Last month, state lawmakers admitted that California paid out $20 billion in fraudulent unemployment claims, but Julie Su, then California’s labor secretary, suggested that number could be much higher.

“Of the 114 billion dollars in unemployment paid by California since March, approximately 10% has been confirmed as fraudulent,” Su said during an EDD conference call. “An additional 17% of the paid claims have been identified as potentially fraudulent.”

Problems at the EDD

The state auditor’s office released two reports after the legislature requested an emergency audit of the EDD’s response to the COVID-19 pandemic and fraud prevention protocols.

A Jan. 28 report by California State Auditor Elaine Howle found that “EDD did not take substantive action to bolster its fraud protection efforts” to safeguard its unemployment insurance program, “resulting in payments of $11.4 billion for claims that it has since determined may be fraudulent because it cannot verify the claimants’ identities.” Additionally, the department’s “uninformed and disjointed techniques” to prevent fraud placed the agency at “higher risk” for criminal activity.

A second audit report also found that “EDD’s inefficient processes and lack of advanced planning led to significant delays in its payments” and the agency’s “poor planning and ineffective management left it unprepared to assist Californians unemployed by COVID-19 shutdowns.”

Further compounding the matter was the EDD’s attempt to speed up the claim process by suspending eligibility determinations for most applicants, “thereby compromising the integrity of the UI program,” the report says.
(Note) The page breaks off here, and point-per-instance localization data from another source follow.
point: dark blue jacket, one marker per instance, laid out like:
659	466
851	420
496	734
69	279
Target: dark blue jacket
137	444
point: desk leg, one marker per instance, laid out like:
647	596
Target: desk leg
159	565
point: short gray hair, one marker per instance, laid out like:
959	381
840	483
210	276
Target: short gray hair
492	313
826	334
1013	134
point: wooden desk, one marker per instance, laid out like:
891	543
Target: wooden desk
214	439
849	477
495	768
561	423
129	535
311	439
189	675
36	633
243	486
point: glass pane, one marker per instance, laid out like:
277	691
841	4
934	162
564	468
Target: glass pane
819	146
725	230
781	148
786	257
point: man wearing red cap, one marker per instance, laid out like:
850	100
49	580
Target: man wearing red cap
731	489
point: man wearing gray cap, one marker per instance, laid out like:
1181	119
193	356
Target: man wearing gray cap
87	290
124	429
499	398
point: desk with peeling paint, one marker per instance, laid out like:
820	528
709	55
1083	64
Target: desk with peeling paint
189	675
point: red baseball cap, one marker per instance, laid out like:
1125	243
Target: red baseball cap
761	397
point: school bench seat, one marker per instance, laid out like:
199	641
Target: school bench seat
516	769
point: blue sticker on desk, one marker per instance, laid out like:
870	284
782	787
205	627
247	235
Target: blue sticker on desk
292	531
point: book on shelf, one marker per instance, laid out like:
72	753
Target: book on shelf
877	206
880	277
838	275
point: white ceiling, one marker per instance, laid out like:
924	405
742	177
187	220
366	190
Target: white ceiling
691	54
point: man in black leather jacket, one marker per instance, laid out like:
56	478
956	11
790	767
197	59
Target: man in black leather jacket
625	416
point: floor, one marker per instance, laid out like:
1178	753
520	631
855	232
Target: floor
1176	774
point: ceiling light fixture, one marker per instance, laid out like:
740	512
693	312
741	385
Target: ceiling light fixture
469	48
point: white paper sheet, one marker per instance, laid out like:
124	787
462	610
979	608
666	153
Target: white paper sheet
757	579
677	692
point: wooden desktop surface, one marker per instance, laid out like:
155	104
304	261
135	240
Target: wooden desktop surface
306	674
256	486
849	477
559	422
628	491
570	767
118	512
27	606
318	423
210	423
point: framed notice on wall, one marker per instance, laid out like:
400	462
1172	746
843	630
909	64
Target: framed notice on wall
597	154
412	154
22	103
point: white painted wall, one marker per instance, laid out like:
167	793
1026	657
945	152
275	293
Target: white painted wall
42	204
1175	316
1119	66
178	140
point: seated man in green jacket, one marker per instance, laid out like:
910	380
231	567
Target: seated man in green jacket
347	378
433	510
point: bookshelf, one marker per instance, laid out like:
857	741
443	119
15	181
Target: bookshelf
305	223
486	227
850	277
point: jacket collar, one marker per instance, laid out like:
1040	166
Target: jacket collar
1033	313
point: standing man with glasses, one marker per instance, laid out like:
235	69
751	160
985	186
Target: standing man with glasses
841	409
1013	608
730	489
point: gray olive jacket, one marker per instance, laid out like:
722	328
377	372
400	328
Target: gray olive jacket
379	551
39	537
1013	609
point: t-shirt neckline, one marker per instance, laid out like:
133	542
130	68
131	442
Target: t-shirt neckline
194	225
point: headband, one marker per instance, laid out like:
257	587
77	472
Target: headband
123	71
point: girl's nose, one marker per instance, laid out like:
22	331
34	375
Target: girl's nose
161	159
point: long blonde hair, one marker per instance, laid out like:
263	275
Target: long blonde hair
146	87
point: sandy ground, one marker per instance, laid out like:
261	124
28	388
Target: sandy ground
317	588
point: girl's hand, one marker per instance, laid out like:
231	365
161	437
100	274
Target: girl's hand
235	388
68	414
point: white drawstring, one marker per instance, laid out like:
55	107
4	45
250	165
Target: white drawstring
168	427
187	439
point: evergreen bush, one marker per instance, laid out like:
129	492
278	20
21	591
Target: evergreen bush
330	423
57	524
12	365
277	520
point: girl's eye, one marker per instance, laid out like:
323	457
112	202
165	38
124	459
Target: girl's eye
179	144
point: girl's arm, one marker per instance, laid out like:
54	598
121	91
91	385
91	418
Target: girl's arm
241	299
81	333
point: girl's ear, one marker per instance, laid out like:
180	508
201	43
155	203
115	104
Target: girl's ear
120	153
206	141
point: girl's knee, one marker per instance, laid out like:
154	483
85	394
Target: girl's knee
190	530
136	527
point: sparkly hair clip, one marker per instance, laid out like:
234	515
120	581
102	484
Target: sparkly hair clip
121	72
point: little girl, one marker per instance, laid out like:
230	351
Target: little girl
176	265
The report also discovered that Su directed the department to pay certain individuals unemployment benefits “without making key eligibility determinations and to temporarily stop collecting biweekly eligibility certifications.”

According to the auditor’s report, Su, who was appointed Deputy Secretary for the U.S. Department of Labor in July, “further directed EDD to temporarily stop collecting the certifications claimants must regularly submit that assert they remain eligible for benefits.”

While Su’s intentions were likely to expedite the benefit delivery process, these decisions “removed a barrier to fraud” and still require the department to process “delayed determinations and certifications of eligibility” with no plans to “address this impending workload,” according to the auditor’s analysis.

Since then, the EDD has signed $236 million in private contracts with consulting firms Deloitte, Accenture, Maximus, Thomson Reuters, EY and others to help with “track jobless claims, verify worker identities, analyze records for potential fraud, assist with customer service and more,” according to reporting by CalMatters. The state legislature has also twice delayed a hearing about the EDD and how it is responding to the audit and fraud due to the recall election of Gov. Gavin Newsom, CalMatters reported.

“Lorena knows that independent contractors in all 50 states pay taxes and had to show proof of income to get pandemic unemployment,” said freelancer JoBeth McDaniel. “California officials had plenty of warning that EDD’s antiquated system was ripe for fraud — yet they failed to put in basic safeguards other states had. The state’s own reports show that organized crime took advantage of these failures, to the tune of $31 billion in losses to taxpayers. Even prisoners were able to steal money — while legitimate freelancers and businesses were often frozen out. I know freelancers who never had their claims resolved. Lorena’s attempts to blame freelancers is disgusting.”

Steve Puterski contributed reporting for this article.